According to Dr. Appelbaum, there are seven different and independent methods, so that if the conditions on the ground neutralize one method for example, the archaeological findings can still be located considering the other six methods. The method is good for depths of up to tens of meters, and it relies on the differences in density between the ancient bone and its environment - whether it is sand, basalt, etc.
The main challenges in the development were dealing with different types of "noise" and disturbances that prevent it from correctly analyzing the findings of the various sensors that feed it. The noises can be of several types - when, for example, many bodies are under the surface of the ground and disrupt the signals from the relevant site. Another challenge that the researchers were able to meet is the possibility of locating the findings even when the ground is not smooth and straight, as standard instruments used by archaeologists do. Another challenge was the polarization of the magnetic field which changes over time and the reason why the inclination of the magnetic field in the Middle East region is currently 45 degrees and it is very difficult to detect deviations from it. To illustrate, in Canada, where the north magnetic pole is currently located, the polarization is vertical and therefore it is very easy to detect anomalies. Also, the development of the mathematical method developed by Applebaum and two other researchers - Dr. Leonid Alperovitz from the Department of Geophysics and Planetary Sciences at Tel Aviv University and Dr. Valeri Zhaldev from the School of Computer Sciences at Tel Aviv University, makes it possible to combine analyzes from the various geophysical data and to download the the noise, and get results even if noises are received by two or three methods.
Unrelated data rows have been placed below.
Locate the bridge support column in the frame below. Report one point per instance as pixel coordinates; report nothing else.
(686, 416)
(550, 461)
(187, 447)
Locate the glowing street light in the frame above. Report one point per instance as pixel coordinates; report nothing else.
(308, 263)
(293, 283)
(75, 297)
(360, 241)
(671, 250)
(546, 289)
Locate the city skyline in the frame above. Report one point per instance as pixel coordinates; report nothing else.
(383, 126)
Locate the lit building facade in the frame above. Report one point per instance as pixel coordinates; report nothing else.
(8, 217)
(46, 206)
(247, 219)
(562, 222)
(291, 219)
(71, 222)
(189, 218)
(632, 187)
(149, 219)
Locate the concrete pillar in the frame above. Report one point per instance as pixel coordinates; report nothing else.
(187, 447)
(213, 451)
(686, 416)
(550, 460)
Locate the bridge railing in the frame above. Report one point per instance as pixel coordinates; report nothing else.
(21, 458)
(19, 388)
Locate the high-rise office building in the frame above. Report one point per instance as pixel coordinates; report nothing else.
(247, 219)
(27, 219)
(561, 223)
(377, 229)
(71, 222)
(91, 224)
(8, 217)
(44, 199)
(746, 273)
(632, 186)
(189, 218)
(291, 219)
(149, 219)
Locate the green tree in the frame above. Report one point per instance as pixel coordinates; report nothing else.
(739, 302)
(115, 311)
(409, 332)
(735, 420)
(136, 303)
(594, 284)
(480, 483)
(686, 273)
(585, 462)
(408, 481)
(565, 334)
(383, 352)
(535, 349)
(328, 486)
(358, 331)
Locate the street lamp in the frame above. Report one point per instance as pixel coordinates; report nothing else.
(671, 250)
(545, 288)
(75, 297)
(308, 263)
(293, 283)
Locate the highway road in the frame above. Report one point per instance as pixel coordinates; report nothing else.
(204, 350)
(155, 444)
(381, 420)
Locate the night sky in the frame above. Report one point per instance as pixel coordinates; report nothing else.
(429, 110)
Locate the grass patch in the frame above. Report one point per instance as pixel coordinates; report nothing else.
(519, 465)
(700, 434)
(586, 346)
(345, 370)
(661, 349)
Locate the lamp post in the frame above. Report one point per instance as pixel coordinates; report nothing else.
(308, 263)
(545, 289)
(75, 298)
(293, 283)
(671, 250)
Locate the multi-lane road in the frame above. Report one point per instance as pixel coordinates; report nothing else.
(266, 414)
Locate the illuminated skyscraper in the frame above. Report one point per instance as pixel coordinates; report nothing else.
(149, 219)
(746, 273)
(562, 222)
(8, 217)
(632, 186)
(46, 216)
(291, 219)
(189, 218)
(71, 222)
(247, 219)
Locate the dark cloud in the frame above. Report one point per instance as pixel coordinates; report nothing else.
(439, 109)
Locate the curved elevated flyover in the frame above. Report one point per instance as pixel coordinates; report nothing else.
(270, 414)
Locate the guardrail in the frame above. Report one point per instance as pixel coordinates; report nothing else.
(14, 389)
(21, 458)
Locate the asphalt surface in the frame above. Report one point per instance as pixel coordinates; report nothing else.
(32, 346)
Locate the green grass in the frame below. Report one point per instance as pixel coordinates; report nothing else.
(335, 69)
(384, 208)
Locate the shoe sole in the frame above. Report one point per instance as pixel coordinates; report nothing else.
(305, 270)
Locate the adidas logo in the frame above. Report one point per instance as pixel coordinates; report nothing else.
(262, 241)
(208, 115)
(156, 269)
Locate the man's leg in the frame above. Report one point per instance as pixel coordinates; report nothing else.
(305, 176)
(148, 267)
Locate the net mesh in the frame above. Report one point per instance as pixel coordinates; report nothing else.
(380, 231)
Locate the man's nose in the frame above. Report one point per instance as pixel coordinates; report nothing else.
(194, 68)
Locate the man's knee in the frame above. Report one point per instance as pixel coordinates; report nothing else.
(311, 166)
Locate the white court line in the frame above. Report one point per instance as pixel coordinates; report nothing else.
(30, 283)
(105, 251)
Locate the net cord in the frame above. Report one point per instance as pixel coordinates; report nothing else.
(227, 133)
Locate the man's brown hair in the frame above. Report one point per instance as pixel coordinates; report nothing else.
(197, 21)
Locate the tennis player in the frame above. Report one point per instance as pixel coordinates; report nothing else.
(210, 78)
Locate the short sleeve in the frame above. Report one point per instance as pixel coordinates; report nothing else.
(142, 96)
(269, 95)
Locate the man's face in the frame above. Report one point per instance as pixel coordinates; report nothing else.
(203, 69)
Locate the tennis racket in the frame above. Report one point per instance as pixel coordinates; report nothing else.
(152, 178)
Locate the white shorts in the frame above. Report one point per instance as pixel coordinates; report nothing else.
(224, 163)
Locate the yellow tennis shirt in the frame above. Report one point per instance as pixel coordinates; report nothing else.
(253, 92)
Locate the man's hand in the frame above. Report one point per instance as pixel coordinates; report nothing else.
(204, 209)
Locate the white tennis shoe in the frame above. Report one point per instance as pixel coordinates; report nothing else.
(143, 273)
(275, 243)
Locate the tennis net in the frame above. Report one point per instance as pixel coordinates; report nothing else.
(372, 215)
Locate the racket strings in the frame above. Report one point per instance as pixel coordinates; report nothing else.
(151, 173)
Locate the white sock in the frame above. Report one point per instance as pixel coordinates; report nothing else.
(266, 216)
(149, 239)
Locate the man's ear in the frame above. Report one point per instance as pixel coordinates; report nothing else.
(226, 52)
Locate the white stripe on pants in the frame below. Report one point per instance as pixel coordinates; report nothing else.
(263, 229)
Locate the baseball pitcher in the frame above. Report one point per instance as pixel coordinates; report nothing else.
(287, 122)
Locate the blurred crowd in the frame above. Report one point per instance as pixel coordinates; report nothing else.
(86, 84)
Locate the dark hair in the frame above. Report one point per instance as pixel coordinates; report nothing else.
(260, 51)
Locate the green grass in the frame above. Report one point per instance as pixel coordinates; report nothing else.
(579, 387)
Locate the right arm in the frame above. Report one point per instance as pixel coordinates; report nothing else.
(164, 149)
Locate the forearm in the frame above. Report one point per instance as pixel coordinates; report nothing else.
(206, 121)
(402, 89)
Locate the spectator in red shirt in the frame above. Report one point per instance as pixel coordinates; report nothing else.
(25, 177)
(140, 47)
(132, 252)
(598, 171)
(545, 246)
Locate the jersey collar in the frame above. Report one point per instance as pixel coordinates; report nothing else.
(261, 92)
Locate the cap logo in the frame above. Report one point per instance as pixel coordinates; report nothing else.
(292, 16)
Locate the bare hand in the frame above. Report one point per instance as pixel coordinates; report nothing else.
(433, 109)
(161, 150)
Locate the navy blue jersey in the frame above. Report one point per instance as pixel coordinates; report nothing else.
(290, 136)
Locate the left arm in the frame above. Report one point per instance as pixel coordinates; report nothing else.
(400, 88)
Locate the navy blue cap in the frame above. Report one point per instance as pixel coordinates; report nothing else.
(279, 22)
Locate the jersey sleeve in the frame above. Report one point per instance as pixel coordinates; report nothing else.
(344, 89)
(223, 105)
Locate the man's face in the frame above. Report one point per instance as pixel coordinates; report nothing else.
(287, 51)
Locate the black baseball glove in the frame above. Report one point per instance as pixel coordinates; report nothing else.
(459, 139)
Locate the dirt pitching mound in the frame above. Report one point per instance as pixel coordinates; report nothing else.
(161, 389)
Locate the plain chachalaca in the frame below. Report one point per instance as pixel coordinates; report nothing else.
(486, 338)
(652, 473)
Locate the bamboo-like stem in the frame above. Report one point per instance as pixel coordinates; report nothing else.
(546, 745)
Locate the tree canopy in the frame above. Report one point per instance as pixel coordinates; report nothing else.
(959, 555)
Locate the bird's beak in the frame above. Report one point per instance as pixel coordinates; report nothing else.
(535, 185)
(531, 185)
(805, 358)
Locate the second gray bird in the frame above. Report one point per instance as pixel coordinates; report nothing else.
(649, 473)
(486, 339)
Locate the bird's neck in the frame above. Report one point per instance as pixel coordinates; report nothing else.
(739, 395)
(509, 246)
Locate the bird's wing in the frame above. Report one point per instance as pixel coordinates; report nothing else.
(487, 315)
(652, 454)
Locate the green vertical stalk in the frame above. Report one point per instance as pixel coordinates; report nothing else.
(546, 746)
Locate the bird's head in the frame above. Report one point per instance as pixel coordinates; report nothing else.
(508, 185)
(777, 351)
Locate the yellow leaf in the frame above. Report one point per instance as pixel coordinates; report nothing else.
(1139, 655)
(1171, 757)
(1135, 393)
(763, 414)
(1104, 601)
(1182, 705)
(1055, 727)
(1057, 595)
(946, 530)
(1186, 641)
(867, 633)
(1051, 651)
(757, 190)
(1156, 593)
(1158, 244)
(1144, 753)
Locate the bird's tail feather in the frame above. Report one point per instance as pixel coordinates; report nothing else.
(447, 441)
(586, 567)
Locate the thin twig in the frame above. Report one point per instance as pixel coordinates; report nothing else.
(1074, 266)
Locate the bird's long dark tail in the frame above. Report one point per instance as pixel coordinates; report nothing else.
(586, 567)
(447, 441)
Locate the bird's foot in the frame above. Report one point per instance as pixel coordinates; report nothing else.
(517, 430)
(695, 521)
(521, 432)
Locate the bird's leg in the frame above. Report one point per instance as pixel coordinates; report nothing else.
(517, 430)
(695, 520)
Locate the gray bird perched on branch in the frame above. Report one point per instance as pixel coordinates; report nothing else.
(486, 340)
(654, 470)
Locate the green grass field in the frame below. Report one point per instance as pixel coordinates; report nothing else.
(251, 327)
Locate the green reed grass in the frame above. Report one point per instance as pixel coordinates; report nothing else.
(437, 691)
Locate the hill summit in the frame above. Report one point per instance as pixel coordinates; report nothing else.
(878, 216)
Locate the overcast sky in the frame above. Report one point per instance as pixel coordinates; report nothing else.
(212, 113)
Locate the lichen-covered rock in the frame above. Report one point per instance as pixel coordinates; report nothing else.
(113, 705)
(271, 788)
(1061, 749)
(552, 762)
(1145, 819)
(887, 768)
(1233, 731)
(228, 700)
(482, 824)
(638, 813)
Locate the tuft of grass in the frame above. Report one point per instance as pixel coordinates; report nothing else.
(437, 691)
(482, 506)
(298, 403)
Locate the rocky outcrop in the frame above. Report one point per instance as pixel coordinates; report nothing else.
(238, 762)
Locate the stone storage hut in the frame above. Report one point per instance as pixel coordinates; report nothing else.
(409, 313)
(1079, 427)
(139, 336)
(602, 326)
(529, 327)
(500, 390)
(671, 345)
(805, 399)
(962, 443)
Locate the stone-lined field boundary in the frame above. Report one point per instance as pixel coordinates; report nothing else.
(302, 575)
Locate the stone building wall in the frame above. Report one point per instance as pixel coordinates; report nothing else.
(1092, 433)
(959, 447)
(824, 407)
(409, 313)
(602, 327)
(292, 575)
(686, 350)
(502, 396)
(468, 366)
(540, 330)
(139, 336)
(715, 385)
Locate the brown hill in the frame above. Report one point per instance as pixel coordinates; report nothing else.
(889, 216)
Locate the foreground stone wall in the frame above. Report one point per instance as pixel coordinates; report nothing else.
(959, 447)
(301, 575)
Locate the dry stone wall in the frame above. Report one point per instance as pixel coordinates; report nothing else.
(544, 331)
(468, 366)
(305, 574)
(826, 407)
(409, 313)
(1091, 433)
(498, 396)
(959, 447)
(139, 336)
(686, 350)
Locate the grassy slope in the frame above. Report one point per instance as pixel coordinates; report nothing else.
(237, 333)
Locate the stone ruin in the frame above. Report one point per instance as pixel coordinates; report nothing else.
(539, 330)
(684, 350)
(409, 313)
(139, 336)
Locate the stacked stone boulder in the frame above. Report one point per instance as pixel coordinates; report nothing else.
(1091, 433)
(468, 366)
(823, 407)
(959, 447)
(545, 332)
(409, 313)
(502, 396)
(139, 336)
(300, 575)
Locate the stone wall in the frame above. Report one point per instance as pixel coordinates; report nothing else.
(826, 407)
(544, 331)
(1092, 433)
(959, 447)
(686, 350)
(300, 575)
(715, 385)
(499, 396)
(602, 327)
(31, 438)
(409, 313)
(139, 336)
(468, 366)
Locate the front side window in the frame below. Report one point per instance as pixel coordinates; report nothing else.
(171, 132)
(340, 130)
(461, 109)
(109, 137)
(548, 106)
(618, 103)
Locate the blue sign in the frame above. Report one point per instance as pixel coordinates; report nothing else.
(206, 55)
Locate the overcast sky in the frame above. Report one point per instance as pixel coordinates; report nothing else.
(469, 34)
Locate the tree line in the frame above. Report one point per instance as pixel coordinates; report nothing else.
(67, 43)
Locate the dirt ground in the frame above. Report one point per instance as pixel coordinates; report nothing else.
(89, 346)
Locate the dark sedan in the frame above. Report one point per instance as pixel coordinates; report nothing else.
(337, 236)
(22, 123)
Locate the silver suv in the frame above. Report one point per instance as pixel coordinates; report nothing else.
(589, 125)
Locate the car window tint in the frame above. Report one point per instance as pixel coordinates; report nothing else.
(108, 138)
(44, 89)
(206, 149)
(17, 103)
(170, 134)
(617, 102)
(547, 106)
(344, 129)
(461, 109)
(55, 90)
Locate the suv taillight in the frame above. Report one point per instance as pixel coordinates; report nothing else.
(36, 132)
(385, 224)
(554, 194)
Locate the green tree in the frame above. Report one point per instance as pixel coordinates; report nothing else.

"In Israel we have so many archaeological finds that have not yet been discovered, so the method will be useful. The method I developed can also help locate remains of indigenous cultures in America as well as locate minerals and other elements below the surface of the ground." Dr. Appelbaum clarifies.
Dr. Appelbaum's solution is called multi-PAM - where PAM is the acronym for the term physical and archaeological models
Dr. Appelbaum estimates that if they place the facility in a drone hovering several meters above the ground and scan wide strips of land, the method will be able to uncover sites of historical and archaeological importance. It is estimated that today there are about 20 undiscovered archaeological sites in Israel.